A lo largo de la historia de la
humanidad, el ser humano siempre ha sentido la necesidad de comunicarse debido
a diferentes razones; entre ellas, dado que es un ser social no puede vivir
aislado por ende necesita establecer una comunicación. Es así que desde su génesis,
casi en simultáneo, surgió el dilema milenario de la información y la
desinformación.
Hoy en día con la proliferación
de las redes sociales, tal situación se ha acrecentado aún más, por cuanto la comunicación
y la información resultan cada vez más fluidas, inmediatas y de mayor alcance mundial,
de igual forma también se profundiza la desinformación con la diseminación de las
noticias falsas pues en cuestión de minutos dan la vuelta al mundo, engañando a
más habitantes del planeta.
A la par de todo esto, se va
perdiendo cada vez más el sentido común y se incentiva el “exitismo” y el “pensamiento
único” a través del etiquetismo ideológico,
afectando nuestra calidad de vida.
Es así que existen quienes creen que
la felicidad consiste en aparentar exitismo por doquier (muestra de aquello es cuando bombardean las redes sociales mostrándose como extraordinarios, genios, exitosos o prósperos) y sumado a ello convive
el fanatismo de las “etiquetas” que estimulan el pensamiento único (creen que son los dueños de la verdad y de
lo que se debe entender por original y correcto), teniendo como objetivo
principal, el desprestigio sistemático de unos y el enaltecimiento reiterado de
otros (adviértase que es la misma
historia de siempre y esto ocurre en cualquier parte del mundo, por ejemplo: están
los hutus o los tutsis, valiente patriota o cobarde paria, sexual o fóbico, feminista o machista, derecha o izquierda,
blanco o marrón, racista discriminador o buena persona, tonto o intrépido, religioso
o ateo, conspiracionista o illuminati, santo o depravado, ambientalista o ecocida, etc.).
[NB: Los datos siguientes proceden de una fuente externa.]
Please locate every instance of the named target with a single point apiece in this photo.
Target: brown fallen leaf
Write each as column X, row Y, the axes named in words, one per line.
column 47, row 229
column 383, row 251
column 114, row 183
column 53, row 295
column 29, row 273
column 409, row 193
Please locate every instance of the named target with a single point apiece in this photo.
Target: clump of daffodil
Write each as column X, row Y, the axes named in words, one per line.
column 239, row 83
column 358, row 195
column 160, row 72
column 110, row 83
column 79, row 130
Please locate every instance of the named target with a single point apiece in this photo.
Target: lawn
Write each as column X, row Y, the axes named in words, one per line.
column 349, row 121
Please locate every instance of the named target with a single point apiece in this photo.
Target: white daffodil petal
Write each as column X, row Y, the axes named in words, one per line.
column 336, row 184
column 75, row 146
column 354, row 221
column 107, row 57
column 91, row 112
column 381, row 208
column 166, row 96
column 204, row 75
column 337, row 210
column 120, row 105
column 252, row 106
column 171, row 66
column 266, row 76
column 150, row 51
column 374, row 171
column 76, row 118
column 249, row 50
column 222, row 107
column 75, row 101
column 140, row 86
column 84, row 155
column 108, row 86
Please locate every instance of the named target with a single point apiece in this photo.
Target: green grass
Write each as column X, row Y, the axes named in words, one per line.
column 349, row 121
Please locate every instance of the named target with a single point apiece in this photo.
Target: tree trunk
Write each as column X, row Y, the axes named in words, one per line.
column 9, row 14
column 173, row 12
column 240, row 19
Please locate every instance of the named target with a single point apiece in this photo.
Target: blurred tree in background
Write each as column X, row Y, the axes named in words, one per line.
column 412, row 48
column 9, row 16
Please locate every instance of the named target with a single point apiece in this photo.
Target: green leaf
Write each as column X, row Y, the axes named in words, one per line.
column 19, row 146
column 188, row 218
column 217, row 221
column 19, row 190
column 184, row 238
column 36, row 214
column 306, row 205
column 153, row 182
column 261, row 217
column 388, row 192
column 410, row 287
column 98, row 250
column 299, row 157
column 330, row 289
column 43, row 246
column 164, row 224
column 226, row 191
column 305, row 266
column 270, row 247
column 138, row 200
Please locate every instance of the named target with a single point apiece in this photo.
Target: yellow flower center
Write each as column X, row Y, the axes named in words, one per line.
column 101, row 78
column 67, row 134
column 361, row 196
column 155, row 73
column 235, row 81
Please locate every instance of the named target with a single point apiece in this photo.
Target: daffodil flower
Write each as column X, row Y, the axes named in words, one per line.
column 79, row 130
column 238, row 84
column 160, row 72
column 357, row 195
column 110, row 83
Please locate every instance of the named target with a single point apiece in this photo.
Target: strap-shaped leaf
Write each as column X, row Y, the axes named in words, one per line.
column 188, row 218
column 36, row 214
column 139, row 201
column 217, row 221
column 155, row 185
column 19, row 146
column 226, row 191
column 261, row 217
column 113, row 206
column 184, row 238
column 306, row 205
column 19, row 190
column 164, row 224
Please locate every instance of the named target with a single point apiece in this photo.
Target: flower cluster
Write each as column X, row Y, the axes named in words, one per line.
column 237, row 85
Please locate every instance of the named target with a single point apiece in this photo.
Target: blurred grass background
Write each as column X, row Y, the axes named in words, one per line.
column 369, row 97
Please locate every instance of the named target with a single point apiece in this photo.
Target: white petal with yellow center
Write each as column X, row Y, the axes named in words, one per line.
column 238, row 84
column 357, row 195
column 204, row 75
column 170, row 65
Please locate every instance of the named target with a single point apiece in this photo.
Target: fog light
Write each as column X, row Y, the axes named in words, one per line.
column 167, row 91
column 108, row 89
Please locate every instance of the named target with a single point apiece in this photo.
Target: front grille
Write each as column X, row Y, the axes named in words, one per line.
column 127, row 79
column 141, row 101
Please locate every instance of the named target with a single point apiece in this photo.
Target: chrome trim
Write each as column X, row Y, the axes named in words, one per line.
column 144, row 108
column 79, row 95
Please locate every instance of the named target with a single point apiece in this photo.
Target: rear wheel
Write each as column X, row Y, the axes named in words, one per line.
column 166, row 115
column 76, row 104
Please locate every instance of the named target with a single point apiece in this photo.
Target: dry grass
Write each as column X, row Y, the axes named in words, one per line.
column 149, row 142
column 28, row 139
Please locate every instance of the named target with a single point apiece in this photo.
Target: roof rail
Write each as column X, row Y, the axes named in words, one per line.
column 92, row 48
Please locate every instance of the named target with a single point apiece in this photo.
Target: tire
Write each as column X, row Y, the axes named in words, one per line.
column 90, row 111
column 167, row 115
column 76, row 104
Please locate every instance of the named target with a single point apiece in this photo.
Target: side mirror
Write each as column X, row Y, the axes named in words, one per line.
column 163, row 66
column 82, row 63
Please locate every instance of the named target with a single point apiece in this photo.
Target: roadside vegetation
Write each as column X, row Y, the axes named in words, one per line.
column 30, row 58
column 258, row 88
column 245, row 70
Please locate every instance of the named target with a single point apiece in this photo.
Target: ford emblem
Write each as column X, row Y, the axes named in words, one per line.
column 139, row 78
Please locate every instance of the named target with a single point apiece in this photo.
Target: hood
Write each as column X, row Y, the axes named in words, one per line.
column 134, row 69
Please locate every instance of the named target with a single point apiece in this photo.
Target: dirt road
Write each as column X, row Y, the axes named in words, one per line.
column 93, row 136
Quienes no encajen a tales criterios
sea porque piensan distinto o porque tienen por convicción el pensamiento analítico,
crítico y reflexivo contrario al absurdo y retrógrado “pensamiento único” llegan
a ser considerados como bastardos ideológicos (adviértase que bastardo en su acepción adjetiva implica aquello que se
aparta de sus características originales), esto porque no se encuadran al
diseño y características originales impuesto por el pensamiento único; y, acaban
siendo objetos de burla, crítica destructiva o incluso llegan al extremo de la
bajeza, en volverlo algo personal en la búsqueda de desacreditarlo e intentar dañar
su honorabilidad, utilizando las plataformas sociales digitales o los medios
tradicionales. Esto ocurre en cualquier terreno, sea éste político, académico, periodístico,
sociológico, etc.
Mientras mayor sea el nivel de agresión
denota la inminente posibilidad de que existan fuertes intereses económicos tras
bambalinas, de unos cuantos contratando como sus aliados a otros personajes mediáticos
para que arremetan y desprestigien a quienes piensen distinto; o, a su vez aprovechan
el apasionamiento de la gente desinformada para incrementar la destrucción de
la imagen y la reputación de aquel que disiente. Adviértase que mientras más
desinformada esté la persona o la sociedad, ésta resulta ser más blandengue y
manipulable.
Frente a hechos de coacción destinados a imponer un pensamiento único, el bastardismo
ideológico sustentado en el
pensamiento crítico más que verlo como malo más bien constituiría una virtud contra
aquella imposición, por cuanto guarda mayor acercamiento a los principios democráticos
y al ejercicio de las libertades individuales.
Recordemos que la interacción
social es una necesidad humana, por lo tanto, debe garantizarse el libre intercambio
de ideas que no sean contrarios a los valores éticos morales, por los cuales se
incentiva el pensamiento crítico y a su vez la productividad y la prosperidad con
integridad e integralidad.
De esta manera, el remedio o antídoto para combatir este
fenómeno recurrente en la humanidad, no es otra que la educación de calidad
basada en principios y valores éticos morales, la orientación y la comprensión cultural
conforme a la época histórica que nos toque vivir.